Si on décide qu’il est temps d’arrêter au moment où la grève a un impact, alors, pourquoi entrer en grève au départ? Une telle attitude nous condamne aux défaites.

À la question d’une journaliste qui lui demandait qu’est-ce qui lui faisait penser qu’une entente négociée était maintenant possible, Murray a répondu que « le leadership de Martin [Tessier] » lui donne espoir « qu’on va y arriver ». Nous parlons du même Tessier qui menaçait d’utiliser des scabs et qui avait diminué unilatéralement les salaires des débardeurs début août. C’est de ce « leadership » dont on parle? Qu’est-ce qui nous indique que les patrons seront plus conciliants et généreux maintenant? Rien.

À écouter la conférence de presse de Murray et Tessier, on a l’impression que pour la direction syndicale, la grève n’était qu’un jeu entre amis qui discutent d’égal à égal. Mais ce n’est pas le cas. Il s’agit d’une lutte d’intérêts opposés où la force matérielle l’emporte. Le rapport de force devenait justement favorable aux débardeurs. Il était temps de forcer le patronat à concéder. La trêve fait perdre aux débardeurs le momentum et la pression sur l’employeur. C’est comme si le général d’une armée ordonnait d’abandonner le champ de bataille au moment même où ses troupes commençaient à mettre l’armée ennemie en déroute.
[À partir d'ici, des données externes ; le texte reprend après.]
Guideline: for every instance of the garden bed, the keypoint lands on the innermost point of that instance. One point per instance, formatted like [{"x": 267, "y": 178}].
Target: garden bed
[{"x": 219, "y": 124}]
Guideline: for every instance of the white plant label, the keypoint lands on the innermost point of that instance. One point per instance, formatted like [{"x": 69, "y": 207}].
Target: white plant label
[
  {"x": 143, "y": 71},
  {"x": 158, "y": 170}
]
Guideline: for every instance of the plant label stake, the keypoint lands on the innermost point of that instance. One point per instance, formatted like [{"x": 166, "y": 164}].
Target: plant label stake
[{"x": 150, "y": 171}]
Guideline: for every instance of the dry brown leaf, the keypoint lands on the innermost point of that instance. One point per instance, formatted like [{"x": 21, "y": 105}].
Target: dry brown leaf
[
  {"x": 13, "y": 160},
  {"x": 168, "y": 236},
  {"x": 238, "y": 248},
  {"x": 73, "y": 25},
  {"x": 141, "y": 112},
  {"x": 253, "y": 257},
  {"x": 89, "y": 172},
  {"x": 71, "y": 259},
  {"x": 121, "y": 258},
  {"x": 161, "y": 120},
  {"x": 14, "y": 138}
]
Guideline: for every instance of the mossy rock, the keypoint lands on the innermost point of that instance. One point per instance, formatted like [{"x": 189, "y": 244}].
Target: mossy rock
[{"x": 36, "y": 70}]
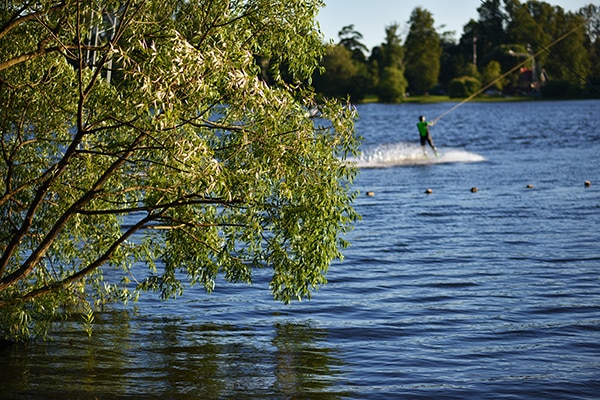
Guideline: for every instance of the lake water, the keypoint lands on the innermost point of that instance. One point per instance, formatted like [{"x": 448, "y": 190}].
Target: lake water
[{"x": 449, "y": 295}]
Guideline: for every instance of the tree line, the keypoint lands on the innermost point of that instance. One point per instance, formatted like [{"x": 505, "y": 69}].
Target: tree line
[{"x": 514, "y": 48}]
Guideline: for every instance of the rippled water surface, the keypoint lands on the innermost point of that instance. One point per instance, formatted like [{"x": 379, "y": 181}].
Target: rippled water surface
[{"x": 454, "y": 294}]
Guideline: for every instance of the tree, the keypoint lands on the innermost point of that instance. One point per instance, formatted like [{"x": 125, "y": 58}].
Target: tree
[
  {"x": 389, "y": 59},
  {"x": 491, "y": 73},
  {"x": 423, "y": 52},
  {"x": 542, "y": 25},
  {"x": 591, "y": 14},
  {"x": 350, "y": 39},
  {"x": 345, "y": 71},
  {"x": 186, "y": 162},
  {"x": 489, "y": 31}
]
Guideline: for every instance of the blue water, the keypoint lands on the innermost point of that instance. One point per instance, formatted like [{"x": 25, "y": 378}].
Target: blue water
[{"x": 449, "y": 295}]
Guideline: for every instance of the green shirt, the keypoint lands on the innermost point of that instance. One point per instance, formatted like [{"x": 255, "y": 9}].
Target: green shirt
[{"x": 423, "y": 128}]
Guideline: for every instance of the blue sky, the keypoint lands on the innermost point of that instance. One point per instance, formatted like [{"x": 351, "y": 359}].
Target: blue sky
[{"x": 370, "y": 17}]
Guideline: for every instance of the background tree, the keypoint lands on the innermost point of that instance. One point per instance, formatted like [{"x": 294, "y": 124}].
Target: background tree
[
  {"x": 389, "y": 58},
  {"x": 350, "y": 39},
  {"x": 591, "y": 15},
  {"x": 345, "y": 70},
  {"x": 539, "y": 24},
  {"x": 186, "y": 162},
  {"x": 423, "y": 52},
  {"x": 491, "y": 73},
  {"x": 490, "y": 30}
]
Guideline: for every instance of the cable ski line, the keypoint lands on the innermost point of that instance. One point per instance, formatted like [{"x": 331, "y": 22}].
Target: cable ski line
[
  {"x": 487, "y": 86},
  {"x": 547, "y": 50}
]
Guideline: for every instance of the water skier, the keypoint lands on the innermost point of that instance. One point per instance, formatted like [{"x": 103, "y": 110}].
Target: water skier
[{"x": 423, "y": 126}]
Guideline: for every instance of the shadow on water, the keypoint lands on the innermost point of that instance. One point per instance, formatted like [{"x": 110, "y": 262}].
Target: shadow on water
[{"x": 130, "y": 357}]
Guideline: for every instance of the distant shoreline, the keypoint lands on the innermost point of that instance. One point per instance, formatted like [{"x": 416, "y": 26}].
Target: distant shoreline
[{"x": 490, "y": 99}]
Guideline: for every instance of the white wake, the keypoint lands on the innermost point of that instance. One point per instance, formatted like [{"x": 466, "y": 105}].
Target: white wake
[{"x": 397, "y": 154}]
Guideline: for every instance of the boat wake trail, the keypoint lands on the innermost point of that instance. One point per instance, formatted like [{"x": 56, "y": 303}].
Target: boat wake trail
[{"x": 399, "y": 154}]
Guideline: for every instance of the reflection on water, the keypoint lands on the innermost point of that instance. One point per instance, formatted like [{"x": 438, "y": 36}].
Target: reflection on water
[
  {"x": 451, "y": 295},
  {"x": 168, "y": 358}
]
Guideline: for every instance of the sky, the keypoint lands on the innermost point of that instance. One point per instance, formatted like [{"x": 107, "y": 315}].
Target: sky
[{"x": 370, "y": 17}]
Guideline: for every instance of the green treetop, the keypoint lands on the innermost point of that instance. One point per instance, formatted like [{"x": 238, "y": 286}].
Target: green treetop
[{"x": 185, "y": 162}]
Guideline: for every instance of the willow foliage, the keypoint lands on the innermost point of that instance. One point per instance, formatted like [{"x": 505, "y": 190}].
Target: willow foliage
[{"x": 143, "y": 149}]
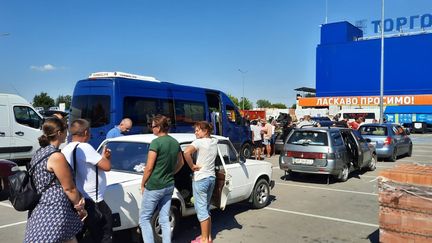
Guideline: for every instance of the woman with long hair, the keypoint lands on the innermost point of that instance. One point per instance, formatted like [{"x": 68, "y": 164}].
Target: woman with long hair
[
  {"x": 204, "y": 177},
  {"x": 57, "y": 216}
]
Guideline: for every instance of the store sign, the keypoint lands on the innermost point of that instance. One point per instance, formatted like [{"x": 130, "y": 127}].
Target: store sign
[
  {"x": 367, "y": 100},
  {"x": 404, "y": 23}
]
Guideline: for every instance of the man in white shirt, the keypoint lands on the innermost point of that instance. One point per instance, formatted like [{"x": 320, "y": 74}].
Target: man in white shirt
[
  {"x": 89, "y": 172},
  {"x": 256, "y": 138}
]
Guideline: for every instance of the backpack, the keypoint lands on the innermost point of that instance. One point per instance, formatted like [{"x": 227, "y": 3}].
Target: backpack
[{"x": 23, "y": 193}]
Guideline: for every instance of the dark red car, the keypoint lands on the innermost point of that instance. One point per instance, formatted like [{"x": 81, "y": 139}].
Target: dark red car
[{"x": 7, "y": 168}]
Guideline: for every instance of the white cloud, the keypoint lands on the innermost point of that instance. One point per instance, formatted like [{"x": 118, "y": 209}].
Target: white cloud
[{"x": 44, "y": 68}]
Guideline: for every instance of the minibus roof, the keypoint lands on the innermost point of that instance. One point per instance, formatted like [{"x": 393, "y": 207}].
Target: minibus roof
[{"x": 99, "y": 75}]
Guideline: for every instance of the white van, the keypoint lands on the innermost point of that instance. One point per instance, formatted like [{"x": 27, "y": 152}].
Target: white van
[
  {"x": 20, "y": 127},
  {"x": 370, "y": 114}
]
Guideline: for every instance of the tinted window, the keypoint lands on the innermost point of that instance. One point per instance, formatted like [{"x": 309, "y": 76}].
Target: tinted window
[
  {"x": 94, "y": 108},
  {"x": 141, "y": 110},
  {"x": 228, "y": 152},
  {"x": 233, "y": 115},
  {"x": 26, "y": 116},
  {"x": 189, "y": 112},
  {"x": 308, "y": 138},
  {"x": 337, "y": 139},
  {"x": 373, "y": 131},
  {"x": 128, "y": 156}
]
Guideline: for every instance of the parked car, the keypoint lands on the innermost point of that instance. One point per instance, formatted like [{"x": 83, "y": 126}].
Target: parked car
[
  {"x": 324, "y": 121},
  {"x": 390, "y": 140},
  {"x": 20, "y": 127},
  {"x": 7, "y": 168},
  {"x": 237, "y": 180},
  {"x": 327, "y": 150},
  {"x": 39, "y": 109},
  {"x": 54, "y": 108}
]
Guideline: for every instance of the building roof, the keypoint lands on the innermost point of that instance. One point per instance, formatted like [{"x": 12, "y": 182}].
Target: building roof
[{"x": 306, "y": 89}]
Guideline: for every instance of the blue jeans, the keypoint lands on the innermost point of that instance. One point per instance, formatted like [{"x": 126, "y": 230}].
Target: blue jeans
[
  {"x": 162, "y": 200},
  {"x": 202, "y": 192}
]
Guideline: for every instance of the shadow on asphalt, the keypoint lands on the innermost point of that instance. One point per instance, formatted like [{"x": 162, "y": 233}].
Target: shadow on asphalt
[
  {"x": 374, "y": 236},
  {"x": 189, "y": 228}
]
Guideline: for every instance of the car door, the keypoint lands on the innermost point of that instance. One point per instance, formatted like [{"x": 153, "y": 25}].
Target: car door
[
  {"x": 365, "y": 154},
  {"x": 237, "y": 174},
  {"x": 5, "y": 130},
  {"x": 403, "y": 140},
  {"x": 26, "y": 129}
]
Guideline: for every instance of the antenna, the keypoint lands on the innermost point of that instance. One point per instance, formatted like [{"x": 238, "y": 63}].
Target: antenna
[{"x": 326, "y": 11}]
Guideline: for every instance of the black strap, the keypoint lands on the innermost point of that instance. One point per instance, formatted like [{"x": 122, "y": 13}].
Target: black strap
[
  {"x": 32, "y": 168},
  {"x": 97, "y": 171},
  {"x": 74, "y": 158}
]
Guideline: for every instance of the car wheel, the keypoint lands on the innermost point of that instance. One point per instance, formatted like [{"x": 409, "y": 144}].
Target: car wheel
[
  {"x": 393, "y": 157},
  {"x": 409, "y": 154},
  {"x": 372, "y": 163},
  {"x": 343, "y": 174},
  {"x": 246, "y": 151},
  {"x": 260, "y": 194},
  {"x": 4, "y": 193},
  {"x": 157, "y": 228}
]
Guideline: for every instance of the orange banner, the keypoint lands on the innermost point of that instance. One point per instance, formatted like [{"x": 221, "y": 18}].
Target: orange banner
[{"x": 367, "y": 100}]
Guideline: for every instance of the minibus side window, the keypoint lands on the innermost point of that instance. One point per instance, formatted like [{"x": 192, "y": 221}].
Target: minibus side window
[
  {"x": 189, "y": 111},
  {"x": 233, "y": 115},
  {"x": 26, "y": 116},
  {"x": 94, "y": 108},
  {"x": 142, "y": 110}
]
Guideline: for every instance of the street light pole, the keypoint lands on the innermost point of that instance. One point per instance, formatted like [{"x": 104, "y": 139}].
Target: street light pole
[
  {"x": 382, "y": 65},
  {"x": 243, "y": 77}
]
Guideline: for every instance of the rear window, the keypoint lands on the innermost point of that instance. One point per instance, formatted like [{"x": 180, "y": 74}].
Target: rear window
[
  {"x": 373, "y": 131},
  {"x": 93, "y": 108},
  {"x": 128, "y": 156},
  {"x": 308, "y": 138}
]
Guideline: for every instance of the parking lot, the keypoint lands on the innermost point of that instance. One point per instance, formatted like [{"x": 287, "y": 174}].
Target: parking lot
[{"x": 303, "y": 209}]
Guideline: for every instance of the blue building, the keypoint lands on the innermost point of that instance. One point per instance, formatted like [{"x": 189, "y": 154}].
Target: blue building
[{"x": 348, "y": 66}]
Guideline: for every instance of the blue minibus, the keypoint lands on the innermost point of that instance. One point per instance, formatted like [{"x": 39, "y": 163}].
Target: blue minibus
[{"x": 105, "y": 98}]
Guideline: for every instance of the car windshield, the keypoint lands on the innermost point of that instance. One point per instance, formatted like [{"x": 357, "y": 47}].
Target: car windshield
[
  {"x": 128, "y": 156},
  {"x": 373, "y": 130},
  {"x": 308, "y": 138}
]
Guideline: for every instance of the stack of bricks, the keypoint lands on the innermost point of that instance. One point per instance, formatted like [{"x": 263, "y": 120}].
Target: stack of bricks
[{"x": 405, "y": 198}]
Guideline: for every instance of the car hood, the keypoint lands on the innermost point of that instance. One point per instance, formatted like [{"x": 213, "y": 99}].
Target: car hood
[{"x": 118, "y": 177}]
Pour une direction combative

Et si la direction syndicale avait l’espoir que l’employeur sera plus conciliant dans sept mois, elle se trompe. Avec la crise économique qui commence, les conditions économiques vont empirer et pousser les patrons à être de plus en plus agressifs. Le système capitaliste est entré dans sa plus profonde crise depuis la Grande Dépression. Les programmes fédéraux de sauvetage des entreprises à coup de milliards de dollars ne font que repousser l’effondrement économique inévitable. Lorsque la crise frappera vraiment, on assistera à des faillites et de licenciements de masse, et les patrons ne voudront que protéger leurs profits encore plus jalousement. Les patrons du Port de Montréal ne seront pas différents, eux dont les activités risquent d’être ralenties par la crise économique. L’humeur ne sera pas aux concessions aux débardeurs, mais plutôt à attaquer encore plus durement leurs conditions salariales et de travail pour maintenir les profits.

Le fait que mille travailleurs puissent provoquer une telle frayeur chez les patrons nous montre la puissance de la classe ouvrière organisée, et des débardeurs en particulier. Pas une ampoule ne brille, pas une roue ne tourne, pas un cargo ne bouge sans la permission de la classe ouvrière. Il faut s’inspirer de la détermination des débardeurs qui ont mené la lutte malgré la pression immense des boss et de leurs amis. D’autres luttes du genre s’en viennent au Québec dans d’autres secteurs. 

Certains débardeurs et autres travailleurs seront peut-être démoralisés par cette fin de conflit. Un simple regard sur la page Facebook du syndicat, le SCFP 375, montre que des débardeurs sont fâchés contre leur exécutif. Est-ce que la lutte en valait la chandelle? Y a-t-il de l’espoir?

Nous, La Riposte syndicale, groupe de travailleurs et travailleuses socialistes, croyons qu’il y a de l’espoir, et que nous pouvons changer les choses dans le mouvement syndical. Ce n’était qu’une bataille, mais la guerre n’est pas finie. Les boss sont riches, ont des amis au gouvernement et dans les médias, mais nous sommes plus nombreux qu’eux et une fois organisés, nous sommes beaucoup plus puissants qu’eux. Nous en appelons à tous ceux et celles qui veulent qu’on se donne une direction syndicale combative prête à mener les grèves jusqu’à la victoire à vous joindre à nous pour y arriver. Ensemble, nous transformerons le mouvement syndical québécois de haut en bas!